ECONOMIA

Recife tem aumento de quase 75% no valor das passagens aéreas

Companhia aérea Avianca enfrenta crise financeira e encerrou voos na capital pernambucana, o que impactou no valor das passagens aéreas das outras empresas

Recife tem aumento de quase 75% no valor das passagens aéreas

com informações da Rádio Jornal

A companhia aérea Avianca deixou de operar voos, no último dia 29 de abril no Recife, reduzindo as ofertas de voos no Aeroporto Internacional dos Guararapes, na Zona Sul do Recife. Como consequência, foi registrada a elevação nos preços das passagens aéreas. Em uma pesquisa realizada por uma plataforma de comparação de preços, após a Avianca entrar em recuperação judicial e encerrar as atividades em vários aeroportos do País, algumas empresas concorrentes que ainda estão operando nos mesmos destinos passaram a oferecer os bilhetes por valores mais altos. Apenas entre maio de 2018 e maio de 2019, foi observado um aumento de quase 75% somente nas viagens de ida, partindo do Recife.

Se liga na dica!

Para não pagar tão caro pelas passagens, o economista André Moraes orienta o viajante a ter cautela e optar pelos dias menos concorridos. “Algumas plataformas de consultas de passagens consegue oferecer um preço mais em conta.
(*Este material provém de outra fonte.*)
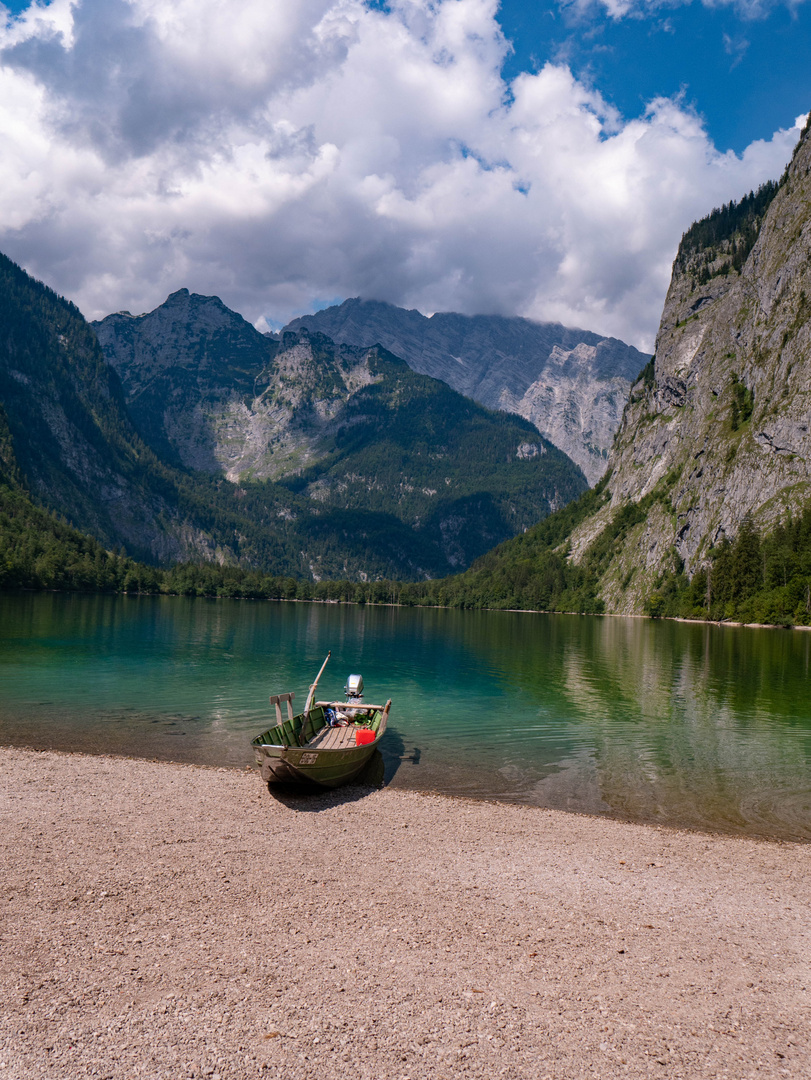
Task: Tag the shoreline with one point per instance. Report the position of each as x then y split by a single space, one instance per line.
424 607
173 921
Se você sai de uma localidade em um dia que não tenha tanta demanda, o passageiro talvez consiga um preço mais em conta”, completou.

Valor das passagens (Comparativo)

Trecho Recife - Petrolina: Tomando como base o mês de maio deste ano, a passagem está custando R$515,00. No mesmo período do ano anterior, a passagem podia ser adquirida por R$376,00. O aumento foi de quase 37%. 

Trecho Recife - Rio de Janeiro: Tomando como base o mês de maio deste ano, a passagem está custando R$1.194. No mesmo período do ano anterior, a passagem podia ser adquirida por R$689,00. A alta foi de 73%.

Trecho Recife - São Paulo: Tomando como base o mês de maio deste ano, a passagem está custando R$1.333,85. No mesmo período do ano anterior, a passagem podia ser adquirida por R$646,16. O aumento foi de 74,48%, o maior entre todos os reajustes.

Outras consequências

Além do aumento das passagens, a saída da Avianca pode provocar uma série de demissões e trazer consequências preocupantes para o turismo no estado, como detalha o economista André Moraes. “A saída da Avianca vai impactar não só o turismo, como em toda a cadeia que envolve o turismo. Os funcionários da empresa vão ser afetados como também as localidades turísticas”, contou.